Partiamo dal mito, necessario per inquadrare la scena. In estrema sintesi le cose si svolgono così: Cupido, per punire Apollo per la sua vanagloria, colpisce il dio con la freccia d’oro (che fa innamorare) e colpisce allo stesso tempo Dafne – la ninfa di cui Apollo si sarebbe invaghito – con la freccia di piombo (che fa rifuggire l’amore). Le conseguenze sono immediate: Apollo vede Dafne e se ne innamora. Dafne appena vede Apollo comincia a fuggire. Apollo la insegue. La ninfa chiede al padre di aiutarla facendo dissolvere la sua forma. Dafne si trasforma così in albero d’alloro prima che il dio riesca ad averla…
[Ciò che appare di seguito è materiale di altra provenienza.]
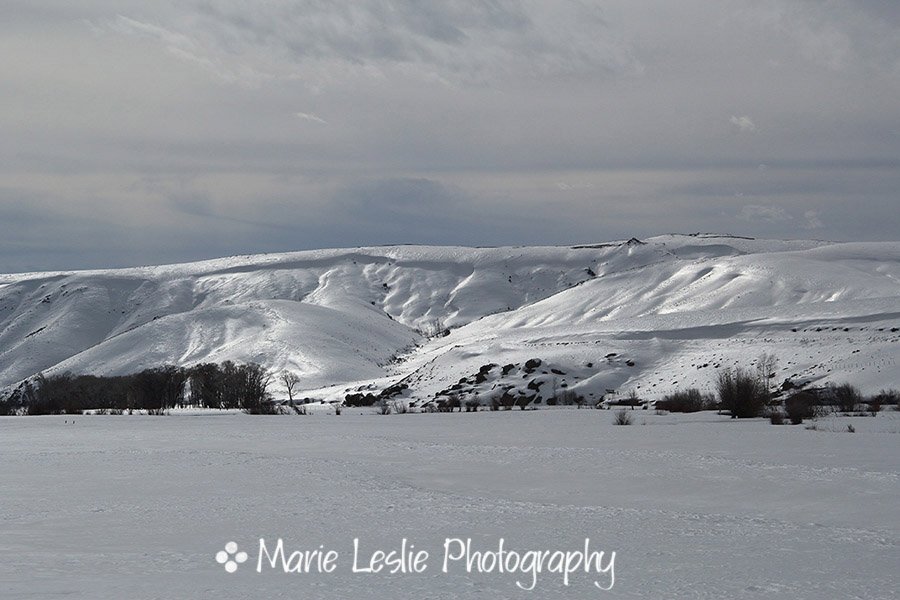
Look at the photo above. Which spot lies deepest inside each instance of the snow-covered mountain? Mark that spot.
(651, 316)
Torniamo alla statua del Bernini. Il senso del movimento è come sempre immediato. Le figure sono slanciate, si vede che stanno correndo. Il movimento è suggellato proprio dal “divenire” le gambe e le mani alloro: le radici si stanno oramai attanagliando ai piedi, mentre la ragazza protende però ancora le mani verso l’alto, nel senso, per l’appunto, che si sta muovendo. Il suo grido di libertà (ossia essere trasformata in pianta di alloro) non è stato ancora completamente esaudito. Ebbene, guardiamo i muscoli del volto della ninfa: Dafne non sta gridando, sta cantando. Eccolo il Bernini genio del barocco: egli non colpisce un pezzo di marmo, mette in scena un melodramma pucciniano.
Soffermiamoci ora sugli sguardi. Lo sguardo di Dafne trasuda pathos, espressività. Apollo invece ha lo sguardo vuoto, vacuo. Ad essere pietrificato, lo vediamo, contrariamente al mito, non è la ninfa, bensì il dio. Apollo, d’altra parte, si trova dietro, ad inseguire: non vede la giovane amata, può solo toccarne la carne. Anche qui, il genio di Gianlorenzo ci lascia, come sempre, senza parole, con il cuore a pezzi di fronte a tanta bellezza.
Cari amici, come sempre l’invito è di osservare la bellezza dell’arte con calma, con il cuore.